Puede hacer frente a «sí hace»

Tras el análisis de los resultados de más de 100 hombres y mujeres que viven con EM que participaron en la Prueba de caminata de 6 minutos (6MWT), una prueba clínica estándar, los investigadores encontraron que aquellos que caminaban bien en la clínica no caminaban tan bien en su entorno cotidiano.

Para esos mismos participantes, que también usaron un dispositivo acelerómetro durante 7 días consecutivos, hubo una mayor variabilidad entre la capacidad y el rendimiento, excepto entre los que están gravemente discapacitados.

Los datos cuentan otra historia

Las pruebas clínicas típicas, incluido el 6MWT, solo tienen en cuenta dos métricas relevantes relacionadas con la capacidad: la velocidad y la distancia recorrida dentro del período de tiempo. Es posible que no se capturen otras métricas para el rendimiento en el mundo real, como el tiempo total de actividad, los pasos por día, las proporciones de pasos en diferentes bandas de cadencia y el tiempo empleado en una banda de cadencia saludable.

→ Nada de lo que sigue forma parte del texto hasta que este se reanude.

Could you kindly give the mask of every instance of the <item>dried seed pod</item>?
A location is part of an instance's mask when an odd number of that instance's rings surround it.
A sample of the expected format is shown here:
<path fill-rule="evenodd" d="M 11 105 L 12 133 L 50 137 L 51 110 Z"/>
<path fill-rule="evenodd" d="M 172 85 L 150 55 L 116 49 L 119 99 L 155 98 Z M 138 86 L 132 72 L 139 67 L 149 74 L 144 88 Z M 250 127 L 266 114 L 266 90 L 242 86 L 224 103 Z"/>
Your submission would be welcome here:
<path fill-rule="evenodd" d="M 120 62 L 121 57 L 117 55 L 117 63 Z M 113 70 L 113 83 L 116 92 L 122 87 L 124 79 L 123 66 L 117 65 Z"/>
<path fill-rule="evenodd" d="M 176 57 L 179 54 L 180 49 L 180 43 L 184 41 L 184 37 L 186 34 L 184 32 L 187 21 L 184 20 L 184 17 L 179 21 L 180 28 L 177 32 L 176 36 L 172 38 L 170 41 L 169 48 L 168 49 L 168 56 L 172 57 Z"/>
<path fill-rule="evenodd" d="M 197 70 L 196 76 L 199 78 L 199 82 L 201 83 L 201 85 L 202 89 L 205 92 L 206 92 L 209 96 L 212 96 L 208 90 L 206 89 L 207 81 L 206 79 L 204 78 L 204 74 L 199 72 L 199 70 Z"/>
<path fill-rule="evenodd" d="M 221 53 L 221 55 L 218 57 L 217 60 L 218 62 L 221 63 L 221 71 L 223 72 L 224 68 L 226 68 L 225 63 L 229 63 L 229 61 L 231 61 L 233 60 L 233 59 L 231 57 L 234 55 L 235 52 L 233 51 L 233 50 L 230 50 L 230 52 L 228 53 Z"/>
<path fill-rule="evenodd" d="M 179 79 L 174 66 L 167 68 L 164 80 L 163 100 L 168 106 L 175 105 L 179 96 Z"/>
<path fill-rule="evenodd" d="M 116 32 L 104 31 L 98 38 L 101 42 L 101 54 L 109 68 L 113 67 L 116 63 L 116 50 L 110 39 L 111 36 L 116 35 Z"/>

Además, debe tenerse en cuenta que una proporción significativa de personas afectadas por la EM puede que no puedan caminar durante los incrementos de tiempo prescritos.

«De acuerdo con las pautas canadienses de actividad física, se recomienda que caminar durante diez minutos o más sea bueno para la salud de las personas con discapacidades; sin embargo, nos sorprendió mucho saber que las personas con EM rara vez caminan incluso durante 5 minutos seguidos. , dice Mate. «No pudimos usar esto como una métrica ya que casi ninguno de nuestros participantes lo logró».

Por esta razón, el uso de monitores de actividad es cada vez más relevante, tanto como método de investigación como personal de seguimiento de la actividad diaria. «Los datos de estos monitores rara vez se utilizan en todo su potencial, pero serían muy útiles para que las personas monitoreen y establezcan metas de salud», agrega.

Los resultados de este estudio podrían servir como un trampolín para avanzar en la comprensión de la necesidad de mejorar la marcha en el mundo real para las personas con EM y podrían ser útiles en el contexto de los ensayos de tratamiento, que dependen en gran medida de la capacidad de caminar para juzgar la gravedad y la enfermedad progresiva.